Ceci est un scénario fiction. Dans un avenir indéterminé, un pays ne peut faire face à un afflux massif de migrants venus de Turquie : son administration, déjà défaillante, se contente, faute de moyens, de prendre les empreintes d’une partie de ceux qui arrivent par la mer Egée. Elle les transporte par ferry vers le continent pour qu’ils continuent leur route vers l’Ouest.
Dans la réalité, l’affaire s’arrêterait là, comme cela se passe depuis janvier et le début de la crise des réfugiés : l’UE, faute de compétence propre, laisserait ses membres se débrouiller au risque de voir exploser l’espace Schengen, comme le montrent l’érection de murs et le rétablissement des contrôles aux frontières intérieures.

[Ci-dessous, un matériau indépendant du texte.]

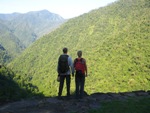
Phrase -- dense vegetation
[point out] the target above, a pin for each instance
(115, 41)
(14, 88)
(18, 31)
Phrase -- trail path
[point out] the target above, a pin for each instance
(67, 105)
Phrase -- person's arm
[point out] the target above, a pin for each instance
(85, 68)
(71, 65)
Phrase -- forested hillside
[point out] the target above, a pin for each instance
(115, 41)
(18, 31)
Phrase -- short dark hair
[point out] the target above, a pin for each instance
(65, 50)
(79, 53)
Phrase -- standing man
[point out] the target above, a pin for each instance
(81, 72)
(64, 69)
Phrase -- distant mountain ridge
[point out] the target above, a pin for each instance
(115, 42)
(22, 29)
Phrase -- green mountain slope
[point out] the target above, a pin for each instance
(10, 42)
(18, 31)
(115, 41)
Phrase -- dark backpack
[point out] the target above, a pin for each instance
(63, 66)
(79, 65)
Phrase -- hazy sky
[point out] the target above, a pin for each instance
(65, 8)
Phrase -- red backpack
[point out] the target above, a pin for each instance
(79, 65)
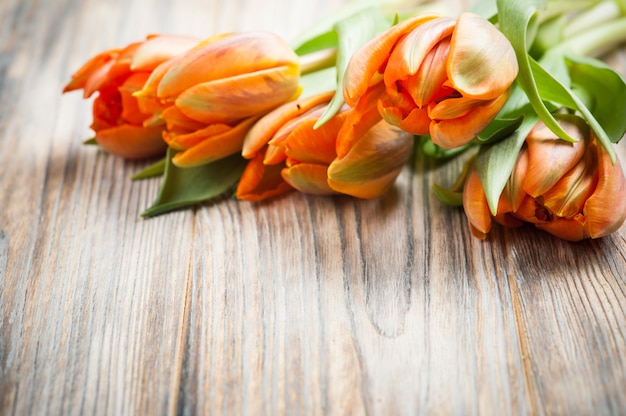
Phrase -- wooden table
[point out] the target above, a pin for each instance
(300, 305)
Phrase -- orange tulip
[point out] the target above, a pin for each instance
(573, 191)
(444, 77)
(351, 154)
(116, 74)
(210, 96)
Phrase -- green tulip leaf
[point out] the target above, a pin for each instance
(352, 33)
(553, 90)
(517, 20)
(183, 187)
(599, 81)
(156, 169)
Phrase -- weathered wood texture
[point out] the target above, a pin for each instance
(301, 305)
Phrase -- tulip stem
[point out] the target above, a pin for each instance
(315, 61)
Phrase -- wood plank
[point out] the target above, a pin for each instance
(317, 305)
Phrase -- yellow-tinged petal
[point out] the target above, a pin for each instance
(369, 59)
(316, 146)
(132, 142)
(263, 130)
(237, 97)
(309, 178)
(605, 209)
(409, 54)
(482, 62)
(372, 164)
(459, 131)
(567, 197)
(227, 56)
(550, 158)
(476, 207)
(216, 147)
(158, 49)
(260, 181)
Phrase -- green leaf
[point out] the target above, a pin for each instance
(495, 163)
(156, 169)
(183, 187)
(599, 81)
(518, 23)
(320, 34)
(500, 128)
(551, 89)
(447, 196)
(352, 33)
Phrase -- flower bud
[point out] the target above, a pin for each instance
(119, 122)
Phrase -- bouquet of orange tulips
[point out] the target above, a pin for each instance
(340, 110)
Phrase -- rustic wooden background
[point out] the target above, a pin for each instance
(301, 305)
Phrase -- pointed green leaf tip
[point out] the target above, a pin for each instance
(183, 187)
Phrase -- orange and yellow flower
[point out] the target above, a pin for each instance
(116, 74)
(571, 190)
(350, 154)
(444, 77)
(211, 96)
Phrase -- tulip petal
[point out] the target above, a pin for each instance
(82, 76)
(371, 57)
(457, 132)
(132, 142)
(185, 141)
(263, 131)
(567, 197)
(317, 146)
(482, 63)
(131, 112)
(476, 207)
(407, 57)
(216, 147)
(158, 49)
(550, 157)
(227, 56)
(259, 181)
(370, 167)
(309, 178)
(237, 97)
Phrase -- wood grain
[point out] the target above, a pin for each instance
(300, 305)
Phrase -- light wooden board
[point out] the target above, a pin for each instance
(300, 305)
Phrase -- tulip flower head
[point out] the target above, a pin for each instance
(348, 154)
(116, 74)
(444, 77)
(211, 96)
(571, 190)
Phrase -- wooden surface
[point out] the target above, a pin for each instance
(301, 305)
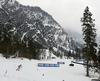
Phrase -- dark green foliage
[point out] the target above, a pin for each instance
(89, 33)
(12, 45)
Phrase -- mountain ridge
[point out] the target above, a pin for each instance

Mais gageons, dans notre scénario, que l’UE ait les moyens d’agir : à Varsovie, siège de Frontex, on est informé en temps réel de la dégradation de la situation via un agent de liaison basé en Grèce. L’agence chargée des frontières européennes demande alors à Athènes de colmater les brèches identifiées et propose son assistance. Refus du gouvernement grec, sourcilleux en matière de souveraineté. Frontex saisit alors la Commission qui propose aux Etats membres d’envoyer dans les trois jours 1 000 des 1 500 gardes-frontières à disposition de l’Union. Athènes tente de s’y opposer, en vain : il aurait fallu que 55 % des Etats représentant 65 % de la population européenne la soutiennent. En quelques jours, le flux est stoppé : le gros des migrants est bloqué en Turquie, et l’UE accueille ceux qui sont identifiés comme des réfugiés au sens de la Convention de Genève, qui sont dispersés entre les Etats en fonction d’une clé de répartition tenant compte du PIB, de la démographie et du nombre de réfugiés déjà accueillis : chaque pays examine la demande d’asile et, en cas de refus, l’étranger est pris en charge par le «bureau des retours» de Frontex, qui lui délivre un document de voyage européen et l’achemine vers son Etat d’origine ou vers le dernier pays hors UE d’où il est parti. Contrairement à la crise de 2015, qui a vu près de 1,5 million de personnes entrer illégalement dans l’UE, seuls quelques milliers ont franchi la frontière extérieure.
Ce scénario, la Commission veut le voir se concrétiser. Dévoilé mardi, son plan prend les gouvernements européens au mot, eux qui rendent l’UE responsable de la porosité des frontières. L’idée ? Doter Frontex d’une vraie capacité d’action.